As the earlier blog post discussed, our lives are now dominated by markets. Economists typically believe markets are the best way to allocate resources as, if the market mechanism works correctly, the resulting equilibrium maximizes economic welfare as measured by the sum of consumer and producer surplus. In particular, all consumers that are willing to pay a price above the market price are able to buy the product.
Fundamental to the measurement of consumer welfare is the notion that consumers will be prepared to buy a product as long as their willingness to pay exceeds the price. It therefore follows that consumers are more likely to buy the product as the price falls and, if they do so, gain increasing surplus. However, the extract from Michael Sandel’s book provides a number of interesting examples which suggest that in some situations this might not be the case.
One example concerns the storage of nuclear waste in Switzerland. When surveyed, 51% of the residents of the small Swiss village of Wolfenschiessen, said that they would be prepared to accept the waste being stored nearby. However, somewhat surprisingly, this figure fell to 25% when the residents were told that they would be compensated for the inconvenience. Furthermore, the figure remained at this low level even when the proposed compensation was increased to over £5000 per person.
Sandel argues that this is because, once compensation is introduced, financial incentives crowd out public spirit. He suggests that:
putting a price on the good things in life can corrupt them.
For economists, this potentially has important implications for how we evaluate market outcomes and our belief that the market equilibrium is always the optimal outcome. Furthermore, it suggests that in some circumstances allowing the market mechanism to allocate resources may not be the ideal solution.
Articles
What money can’t buy – review The Guardian, John Lanchester (17/05/12)

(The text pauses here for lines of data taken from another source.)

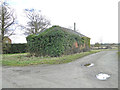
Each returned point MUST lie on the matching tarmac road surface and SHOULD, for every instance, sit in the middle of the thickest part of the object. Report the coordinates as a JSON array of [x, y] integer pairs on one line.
[[69, 75]]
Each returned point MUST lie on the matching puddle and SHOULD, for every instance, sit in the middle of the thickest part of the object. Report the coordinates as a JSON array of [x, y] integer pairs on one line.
[[89, 65], [102, 76]]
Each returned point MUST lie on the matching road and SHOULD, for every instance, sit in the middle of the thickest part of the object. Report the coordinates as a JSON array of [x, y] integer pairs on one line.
[[69, 75]]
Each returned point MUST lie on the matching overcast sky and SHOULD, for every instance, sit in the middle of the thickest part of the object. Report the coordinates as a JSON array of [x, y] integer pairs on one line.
[[97, 19]]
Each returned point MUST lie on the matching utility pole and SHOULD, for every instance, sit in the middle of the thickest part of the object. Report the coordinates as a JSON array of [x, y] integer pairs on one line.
[[74, 26]]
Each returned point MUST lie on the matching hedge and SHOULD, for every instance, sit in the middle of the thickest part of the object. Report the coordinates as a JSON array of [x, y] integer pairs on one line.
[[54, 42], [14, 48]]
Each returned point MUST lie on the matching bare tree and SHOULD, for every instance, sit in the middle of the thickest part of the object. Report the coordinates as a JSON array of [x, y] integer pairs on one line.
[[7, 19], [36, 22]]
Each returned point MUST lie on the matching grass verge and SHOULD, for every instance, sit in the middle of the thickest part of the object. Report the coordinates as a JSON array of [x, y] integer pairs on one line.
[[23, 60]]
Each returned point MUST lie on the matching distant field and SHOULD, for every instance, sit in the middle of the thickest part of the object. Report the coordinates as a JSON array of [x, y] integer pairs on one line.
[[24, 59]]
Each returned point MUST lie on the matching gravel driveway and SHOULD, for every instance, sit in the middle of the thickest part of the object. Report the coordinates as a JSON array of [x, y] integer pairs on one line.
[[69, 75]]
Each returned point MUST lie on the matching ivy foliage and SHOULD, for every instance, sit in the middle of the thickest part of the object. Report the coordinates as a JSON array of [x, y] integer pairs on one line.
[[54, 42]]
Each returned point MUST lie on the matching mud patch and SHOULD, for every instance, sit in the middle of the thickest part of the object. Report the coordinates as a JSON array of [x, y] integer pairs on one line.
[[102, 76]]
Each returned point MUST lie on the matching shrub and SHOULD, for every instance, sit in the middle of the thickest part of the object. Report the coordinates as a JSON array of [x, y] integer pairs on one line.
[[53, 42]]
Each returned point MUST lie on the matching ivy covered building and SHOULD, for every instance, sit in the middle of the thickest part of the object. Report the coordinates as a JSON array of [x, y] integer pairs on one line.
[[57, 41]]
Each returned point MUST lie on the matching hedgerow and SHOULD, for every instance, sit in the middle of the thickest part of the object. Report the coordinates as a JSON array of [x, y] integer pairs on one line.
[[54, 42]]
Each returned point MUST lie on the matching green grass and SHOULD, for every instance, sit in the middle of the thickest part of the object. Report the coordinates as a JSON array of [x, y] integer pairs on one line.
[[24, 60]]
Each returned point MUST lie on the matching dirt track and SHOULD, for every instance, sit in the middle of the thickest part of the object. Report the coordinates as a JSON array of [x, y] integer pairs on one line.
[[70, 75]]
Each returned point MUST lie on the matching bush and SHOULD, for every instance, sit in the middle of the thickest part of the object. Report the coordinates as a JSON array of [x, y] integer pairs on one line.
[[53, 42], [14, 48]]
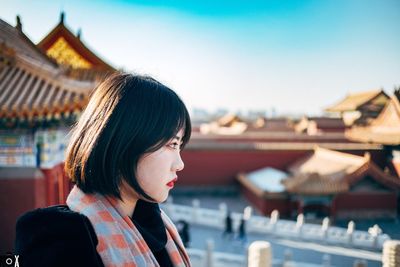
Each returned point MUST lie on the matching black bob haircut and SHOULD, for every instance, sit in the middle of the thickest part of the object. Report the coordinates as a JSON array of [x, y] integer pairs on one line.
[[126, 117]]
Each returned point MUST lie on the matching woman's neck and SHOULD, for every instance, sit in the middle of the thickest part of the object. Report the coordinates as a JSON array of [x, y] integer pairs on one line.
[[129, 199]]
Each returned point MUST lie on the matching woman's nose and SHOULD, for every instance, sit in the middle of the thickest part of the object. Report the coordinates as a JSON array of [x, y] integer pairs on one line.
[[179, 165]]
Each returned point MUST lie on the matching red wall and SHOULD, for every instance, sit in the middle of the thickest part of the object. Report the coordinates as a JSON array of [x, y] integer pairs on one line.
[[266, 206], [18, 195], [366, 200], [219, 167]]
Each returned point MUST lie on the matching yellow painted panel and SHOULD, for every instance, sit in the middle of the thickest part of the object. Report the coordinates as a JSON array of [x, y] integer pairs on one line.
[[64, 54]]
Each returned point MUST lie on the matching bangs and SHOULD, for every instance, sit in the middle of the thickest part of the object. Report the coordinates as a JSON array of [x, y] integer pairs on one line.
[[171, 118]]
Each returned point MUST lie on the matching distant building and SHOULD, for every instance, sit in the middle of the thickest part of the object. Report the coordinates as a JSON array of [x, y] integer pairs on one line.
[[360, 108], [42, 92], [71, 54], [325, 183]]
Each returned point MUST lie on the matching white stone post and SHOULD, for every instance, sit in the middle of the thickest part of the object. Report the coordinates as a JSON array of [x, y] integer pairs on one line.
[[247, 212], [259, 254], [325, 228], [223, 208], [360, 263], [287, 258], [326, 260], [195, 210], [350, 231], [391, 253], [209, 253], [375, 231], [299, 224], [274, 220]]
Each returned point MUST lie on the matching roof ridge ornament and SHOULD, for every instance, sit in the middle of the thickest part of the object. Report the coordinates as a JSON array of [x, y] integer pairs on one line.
[[62, 17], [19, 23]]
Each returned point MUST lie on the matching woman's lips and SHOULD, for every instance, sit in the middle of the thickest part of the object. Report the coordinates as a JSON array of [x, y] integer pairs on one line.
[[172, 182]]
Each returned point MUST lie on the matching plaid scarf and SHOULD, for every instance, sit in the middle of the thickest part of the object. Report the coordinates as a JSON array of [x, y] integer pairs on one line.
[[120, 242]]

Michael Sandel: ‘We need to reason about how to value our bodies, human dignity, teaching and learning’ The Guardian, Decca Aitkenhead (27/5/12)
We must decide on the way we want to live now London Evening Standard, Matthew d’Ancona (23/05/12)
Questions
- How is consumer surplus calculated?
- How does the market mechanism allocate resources?
- How would you explain the responses of the residents in the Swiss village?
- Do you think the Swiss residents would respond in the same way if the compensation offered was increased even further?
- What type of products and services do you think might be less well suited to being provided by markets?